In their resolution, Sonoma County supervisors said the sanctuary review “would create unnecessary economic uncertainty” and disregard the interests of fishermen, residents, recreational users, researchers and state and local governments” involved in gaining the sanctuary designation.

State Sen. Mike McGuire, D-Healdsburg, whose district covers the North Coast, has repeatedly cited the $40 billion annual economic value of coastal industries that rely on a healthy ocean.

Richard Charter of Bodega Bay, an offshore oil drilling opponent since the 1970s, said Trump’s order “goes after our most treasured places in the ocean.”

Marine sanctuaries are now the North Coast’s best protection against energy development, he said, and their benefits have “become integrated into the entire regional economy.”

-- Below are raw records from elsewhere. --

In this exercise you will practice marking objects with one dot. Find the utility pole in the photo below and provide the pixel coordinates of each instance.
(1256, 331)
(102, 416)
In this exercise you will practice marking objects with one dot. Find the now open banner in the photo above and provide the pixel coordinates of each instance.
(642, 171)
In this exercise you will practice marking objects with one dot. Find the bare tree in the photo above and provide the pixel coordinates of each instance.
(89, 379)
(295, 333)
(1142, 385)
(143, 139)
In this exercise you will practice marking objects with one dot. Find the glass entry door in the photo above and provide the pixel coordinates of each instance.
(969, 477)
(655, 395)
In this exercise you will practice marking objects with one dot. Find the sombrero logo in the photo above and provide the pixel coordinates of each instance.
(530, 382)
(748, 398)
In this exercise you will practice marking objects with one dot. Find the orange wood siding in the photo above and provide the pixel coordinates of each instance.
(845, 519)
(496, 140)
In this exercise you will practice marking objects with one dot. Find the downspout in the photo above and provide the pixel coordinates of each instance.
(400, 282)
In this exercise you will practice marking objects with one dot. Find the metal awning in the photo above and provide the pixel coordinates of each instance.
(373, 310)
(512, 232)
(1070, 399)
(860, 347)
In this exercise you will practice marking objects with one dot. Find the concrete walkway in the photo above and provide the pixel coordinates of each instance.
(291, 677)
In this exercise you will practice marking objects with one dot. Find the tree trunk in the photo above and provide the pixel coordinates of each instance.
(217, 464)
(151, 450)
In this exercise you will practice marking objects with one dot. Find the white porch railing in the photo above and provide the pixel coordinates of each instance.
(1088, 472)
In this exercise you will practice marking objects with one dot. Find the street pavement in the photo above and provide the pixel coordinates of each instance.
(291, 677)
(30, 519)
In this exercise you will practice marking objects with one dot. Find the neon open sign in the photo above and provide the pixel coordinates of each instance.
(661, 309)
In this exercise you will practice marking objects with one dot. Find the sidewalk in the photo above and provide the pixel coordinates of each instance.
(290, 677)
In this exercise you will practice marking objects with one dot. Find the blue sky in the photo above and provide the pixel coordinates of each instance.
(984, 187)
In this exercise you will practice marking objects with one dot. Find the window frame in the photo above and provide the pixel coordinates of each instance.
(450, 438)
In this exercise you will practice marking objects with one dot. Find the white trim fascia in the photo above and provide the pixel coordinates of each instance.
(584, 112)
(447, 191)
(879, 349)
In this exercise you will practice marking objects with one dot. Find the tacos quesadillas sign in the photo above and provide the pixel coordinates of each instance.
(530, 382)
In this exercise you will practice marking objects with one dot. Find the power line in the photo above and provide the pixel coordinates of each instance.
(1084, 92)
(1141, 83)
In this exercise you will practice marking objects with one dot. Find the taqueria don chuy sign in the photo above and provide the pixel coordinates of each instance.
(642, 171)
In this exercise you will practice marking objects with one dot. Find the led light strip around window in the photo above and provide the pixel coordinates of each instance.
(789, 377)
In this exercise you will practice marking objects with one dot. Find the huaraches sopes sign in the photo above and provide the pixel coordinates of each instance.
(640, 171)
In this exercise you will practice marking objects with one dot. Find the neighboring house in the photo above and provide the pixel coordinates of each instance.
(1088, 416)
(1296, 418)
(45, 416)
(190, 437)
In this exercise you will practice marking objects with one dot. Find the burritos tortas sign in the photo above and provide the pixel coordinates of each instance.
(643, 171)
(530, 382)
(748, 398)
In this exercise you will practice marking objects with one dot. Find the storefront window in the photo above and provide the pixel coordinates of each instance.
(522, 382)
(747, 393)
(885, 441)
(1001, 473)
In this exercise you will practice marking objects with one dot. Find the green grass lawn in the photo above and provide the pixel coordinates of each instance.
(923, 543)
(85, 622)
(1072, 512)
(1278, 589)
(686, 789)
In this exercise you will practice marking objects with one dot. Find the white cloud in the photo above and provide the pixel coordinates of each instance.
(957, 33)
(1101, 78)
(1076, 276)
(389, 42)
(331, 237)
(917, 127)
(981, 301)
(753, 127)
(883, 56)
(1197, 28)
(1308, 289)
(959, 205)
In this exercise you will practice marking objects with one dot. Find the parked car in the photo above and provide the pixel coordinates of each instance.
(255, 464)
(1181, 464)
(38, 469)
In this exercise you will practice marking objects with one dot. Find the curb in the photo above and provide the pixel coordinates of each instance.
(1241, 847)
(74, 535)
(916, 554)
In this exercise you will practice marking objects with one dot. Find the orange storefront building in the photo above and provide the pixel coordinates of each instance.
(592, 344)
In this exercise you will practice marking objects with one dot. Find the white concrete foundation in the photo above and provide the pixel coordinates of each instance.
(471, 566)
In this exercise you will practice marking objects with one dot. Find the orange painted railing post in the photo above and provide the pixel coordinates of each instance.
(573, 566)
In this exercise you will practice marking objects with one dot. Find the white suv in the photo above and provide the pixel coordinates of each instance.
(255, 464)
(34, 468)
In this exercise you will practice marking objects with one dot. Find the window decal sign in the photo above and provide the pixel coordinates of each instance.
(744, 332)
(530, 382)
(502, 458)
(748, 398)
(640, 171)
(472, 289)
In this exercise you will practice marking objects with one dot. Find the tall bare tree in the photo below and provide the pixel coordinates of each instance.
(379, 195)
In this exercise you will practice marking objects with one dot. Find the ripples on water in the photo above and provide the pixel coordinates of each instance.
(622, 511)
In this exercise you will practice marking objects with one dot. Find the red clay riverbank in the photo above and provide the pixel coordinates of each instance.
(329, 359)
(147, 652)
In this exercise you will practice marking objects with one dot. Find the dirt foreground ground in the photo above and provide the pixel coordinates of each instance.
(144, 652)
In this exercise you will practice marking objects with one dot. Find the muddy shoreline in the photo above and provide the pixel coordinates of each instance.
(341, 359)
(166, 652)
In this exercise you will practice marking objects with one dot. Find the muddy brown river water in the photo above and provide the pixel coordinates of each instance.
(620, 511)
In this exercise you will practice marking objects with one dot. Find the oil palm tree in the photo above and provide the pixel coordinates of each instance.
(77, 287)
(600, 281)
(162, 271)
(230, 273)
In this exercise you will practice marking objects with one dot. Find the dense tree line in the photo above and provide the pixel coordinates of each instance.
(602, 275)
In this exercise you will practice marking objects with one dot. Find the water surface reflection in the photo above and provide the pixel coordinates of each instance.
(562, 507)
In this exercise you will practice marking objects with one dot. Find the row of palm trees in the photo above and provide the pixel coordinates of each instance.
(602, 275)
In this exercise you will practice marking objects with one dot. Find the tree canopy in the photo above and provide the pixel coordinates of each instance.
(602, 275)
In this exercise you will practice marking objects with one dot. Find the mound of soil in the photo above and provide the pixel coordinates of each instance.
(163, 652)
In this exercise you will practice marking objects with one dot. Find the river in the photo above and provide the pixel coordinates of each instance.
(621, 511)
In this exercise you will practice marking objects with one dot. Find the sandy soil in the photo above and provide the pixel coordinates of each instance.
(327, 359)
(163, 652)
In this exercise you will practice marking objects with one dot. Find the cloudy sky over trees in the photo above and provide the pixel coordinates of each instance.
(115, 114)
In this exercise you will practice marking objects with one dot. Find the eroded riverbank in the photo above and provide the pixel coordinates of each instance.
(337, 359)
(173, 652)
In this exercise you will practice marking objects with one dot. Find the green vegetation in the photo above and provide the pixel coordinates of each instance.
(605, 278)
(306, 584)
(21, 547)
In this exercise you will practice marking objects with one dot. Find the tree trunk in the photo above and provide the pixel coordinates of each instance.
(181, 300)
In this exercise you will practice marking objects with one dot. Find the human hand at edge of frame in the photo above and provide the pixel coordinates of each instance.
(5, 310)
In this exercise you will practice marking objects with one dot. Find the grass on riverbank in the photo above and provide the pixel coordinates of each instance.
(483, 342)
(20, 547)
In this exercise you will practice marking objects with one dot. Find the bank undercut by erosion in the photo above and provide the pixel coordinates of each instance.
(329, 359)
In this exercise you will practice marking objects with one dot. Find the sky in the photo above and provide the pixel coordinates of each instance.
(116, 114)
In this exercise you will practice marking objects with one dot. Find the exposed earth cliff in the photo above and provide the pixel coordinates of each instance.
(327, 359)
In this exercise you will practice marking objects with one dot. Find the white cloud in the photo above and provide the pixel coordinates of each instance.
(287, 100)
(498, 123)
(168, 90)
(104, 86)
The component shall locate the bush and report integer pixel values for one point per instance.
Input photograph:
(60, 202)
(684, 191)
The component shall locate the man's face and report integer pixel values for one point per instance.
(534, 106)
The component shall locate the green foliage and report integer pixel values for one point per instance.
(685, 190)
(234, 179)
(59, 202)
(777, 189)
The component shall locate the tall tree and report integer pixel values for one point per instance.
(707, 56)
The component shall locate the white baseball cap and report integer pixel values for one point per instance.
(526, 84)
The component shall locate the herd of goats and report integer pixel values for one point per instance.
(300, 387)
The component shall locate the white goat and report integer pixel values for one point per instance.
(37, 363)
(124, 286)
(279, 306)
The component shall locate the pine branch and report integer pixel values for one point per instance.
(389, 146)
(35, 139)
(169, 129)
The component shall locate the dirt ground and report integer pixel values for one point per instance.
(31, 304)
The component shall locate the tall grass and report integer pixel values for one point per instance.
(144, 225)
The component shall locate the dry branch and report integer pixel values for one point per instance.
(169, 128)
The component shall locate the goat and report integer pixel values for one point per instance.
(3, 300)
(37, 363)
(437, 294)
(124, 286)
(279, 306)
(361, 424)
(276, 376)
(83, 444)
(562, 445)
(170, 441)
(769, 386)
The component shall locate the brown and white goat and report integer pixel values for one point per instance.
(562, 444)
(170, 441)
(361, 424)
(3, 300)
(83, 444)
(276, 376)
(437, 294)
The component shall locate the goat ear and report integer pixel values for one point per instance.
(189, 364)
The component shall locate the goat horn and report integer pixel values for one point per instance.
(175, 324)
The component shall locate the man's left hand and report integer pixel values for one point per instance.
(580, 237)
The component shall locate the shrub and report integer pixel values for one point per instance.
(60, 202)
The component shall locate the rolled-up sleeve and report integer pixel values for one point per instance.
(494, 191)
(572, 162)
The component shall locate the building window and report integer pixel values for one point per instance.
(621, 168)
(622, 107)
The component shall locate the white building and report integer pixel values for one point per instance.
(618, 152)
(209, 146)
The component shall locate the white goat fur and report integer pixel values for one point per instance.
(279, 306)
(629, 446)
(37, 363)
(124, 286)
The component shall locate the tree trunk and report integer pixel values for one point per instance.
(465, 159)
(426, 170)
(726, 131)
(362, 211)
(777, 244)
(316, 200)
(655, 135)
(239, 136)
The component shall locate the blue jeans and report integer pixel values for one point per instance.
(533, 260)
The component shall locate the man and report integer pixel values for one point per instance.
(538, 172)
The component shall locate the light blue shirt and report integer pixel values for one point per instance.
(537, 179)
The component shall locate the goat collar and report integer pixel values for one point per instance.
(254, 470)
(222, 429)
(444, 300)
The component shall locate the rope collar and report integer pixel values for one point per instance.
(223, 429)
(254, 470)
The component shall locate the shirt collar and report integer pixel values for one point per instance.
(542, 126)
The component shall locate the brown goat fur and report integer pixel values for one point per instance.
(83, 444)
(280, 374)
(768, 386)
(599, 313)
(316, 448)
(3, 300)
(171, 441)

Charter, a senior fellow with The Ocean Foundation, an international environmental nonprofit, said there is “no line between the Trump administration and the oil industry” and that it is “trying to erase anything that President Obama had anything to do with.”

The Western States Petroleum Association did not immediately respond to a question of whether it would submit a comment to NOAA.

Erik Milito, a spokesman for the American Petroleum Institute, said in April his organization, an oil and natural gas trade association, had been “advocating for expanded access to domestic energy resources for years.”